This study aimed todescribe analyze the elements of
multicultural education in the traditional culture of ethnic Muna in Southeast
Sulawesi, by employing a qualitative descriptive method. Key sources of
informants in this study is the maestro conservationist tradition, figure of
culture, social and youth. Data collected techniques participant observation,
in-depth interviews and focus group discussions. Data analysis of reduction,
data presentation and conclusion. Results showed that in the traditional culture
of ethnic Muna are the values of multicultural education that appreciate the
service and the work of others, peaceful coexistence, recognizing the nature of
the individual as being weak, suggested to have a noble character, recognize
and respect the rights of others , has a high work ethic and values of gender
neutrality. Values of multicultural education are deeply embedded in the
tradition pemali (tabo), traditional expressions, folklore and traditional
puzzles.
Keywords: traditional culture, multicultural education.
1. Pendahuluan
Setiap kelompok masyarakat memiliki budaya tradisional dan kearifan lokal sendiri yang menjadi ciri khas sekaligus keunikkan atau
karakteristik masyarakat tersebut. Di tengah krisis nilai-nilai budaya modern
dewasa ini, budaya tradisional tengah menjadi bahan kajian berbagai kalangan,
karena diyakini bahwa di dalam budaya tradisional tersebut terdapat sejumlah
kearifan lokal, yang dapat menjadi solusi atas krisis kebudayaan modern
(Herman, 2016). Salah satu bentuk kearifan lokal dalam budaya tradisional antara lain berupa
ajaran-ajaran leluhur tentang nilai-nilai pendidikan multikultural yang
bersumber dari pengalaman hidup dan hasil interaksi masyarakat lokal dengan
alam sekitar mereka (Mungmachon, 2012).
Pendidikan multikultural
adalah proses pengembangan seluruh potensi manusia untuk menghargai pluralitas
dan heterogenitas sebagai konsekuensi keragaman budaya, etnis, dan aliran agama
( Naim, at al, 2008). Sementara Mahfud (2009) berpendapat, bahwa pendidikan
multikultural dapat diartikan sebagai pendidikan mengenai keragaman budaya,
atau pendidikan yang ingin mengeksplorasi perbedaan sebagai keniscayaan
(anugrah tuhan). Kemudian kita mampu menyikapi perbedaan tersebut dengan penuh
toleran dan semangat egaliter. Begitu pula dengan Banks (2007) mendefenisikan
pendidikan multikultural sebagai suatu kebijakan sosial yang didasarkan pada prinsip-prinsip
pemeliharaan budaya dan saling memiliki rasa hormat antara seluruh kelompok
budaya di dalam masyarakat untuk mewujudkan kehidupan demokrasi yang ideal bagi
bangsanya.
Sejalan dengan
itu, Bennet (2003) menyatakan bahwa dasar berpikir pendidikan multikultur adalah
bagaimana kelompok-kelompok etnik yang beragam dapat menentukan sendiri budaya
asing yang ingin mereka miliki sesuai dengan pandangan mereka terhadap
kelompoknya, sehingga mereka dapat menyesuaikan dengan budaya-budaya lainnya,
tanpa melakukan pengurangan atau menghilagkan budayanya sendiri.
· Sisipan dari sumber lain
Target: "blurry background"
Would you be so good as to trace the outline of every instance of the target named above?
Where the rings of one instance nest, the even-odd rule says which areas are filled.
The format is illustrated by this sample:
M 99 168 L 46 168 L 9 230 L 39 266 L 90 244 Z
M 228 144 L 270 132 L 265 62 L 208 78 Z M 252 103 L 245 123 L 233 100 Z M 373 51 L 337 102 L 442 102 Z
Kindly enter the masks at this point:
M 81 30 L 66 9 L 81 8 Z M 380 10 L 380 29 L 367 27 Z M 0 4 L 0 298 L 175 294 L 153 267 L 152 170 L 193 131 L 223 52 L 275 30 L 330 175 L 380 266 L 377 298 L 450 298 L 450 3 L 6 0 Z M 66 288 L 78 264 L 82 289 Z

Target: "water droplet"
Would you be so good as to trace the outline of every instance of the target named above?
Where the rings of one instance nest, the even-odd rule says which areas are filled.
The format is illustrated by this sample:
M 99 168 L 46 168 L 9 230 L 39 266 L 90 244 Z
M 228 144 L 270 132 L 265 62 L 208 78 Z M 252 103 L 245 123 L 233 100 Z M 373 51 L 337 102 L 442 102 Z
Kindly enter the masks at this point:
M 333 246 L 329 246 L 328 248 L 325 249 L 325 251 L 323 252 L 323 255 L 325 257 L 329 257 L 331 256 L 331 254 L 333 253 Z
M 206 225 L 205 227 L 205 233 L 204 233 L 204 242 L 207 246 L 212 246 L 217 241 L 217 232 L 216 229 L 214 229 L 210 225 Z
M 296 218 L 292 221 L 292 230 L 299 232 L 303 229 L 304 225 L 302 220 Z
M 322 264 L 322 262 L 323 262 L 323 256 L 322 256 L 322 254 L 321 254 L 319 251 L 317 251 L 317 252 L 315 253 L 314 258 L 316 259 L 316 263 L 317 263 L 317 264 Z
Kajian tentang nilai-nilai pendidikan
multikulrural yang berbasis budaya telah dilakukan beberapa peneliti, seperti
Convertino (2016), bahwa pendidikan multikultural memungkinkan terjadinya
dialog dan saling berbagai pengetahuan. Yeh, at al (2005)
melakukan kajian pada pemuda imigran Korea. Hasilnya menunjukkan bahwa para
pemuda Korea menggunakan norma dan nilai-nilai budaya Korea untuk mengatasi
perubahan identitas dan akulturasi kebudayaan, utamanya dengan budaya Amerika.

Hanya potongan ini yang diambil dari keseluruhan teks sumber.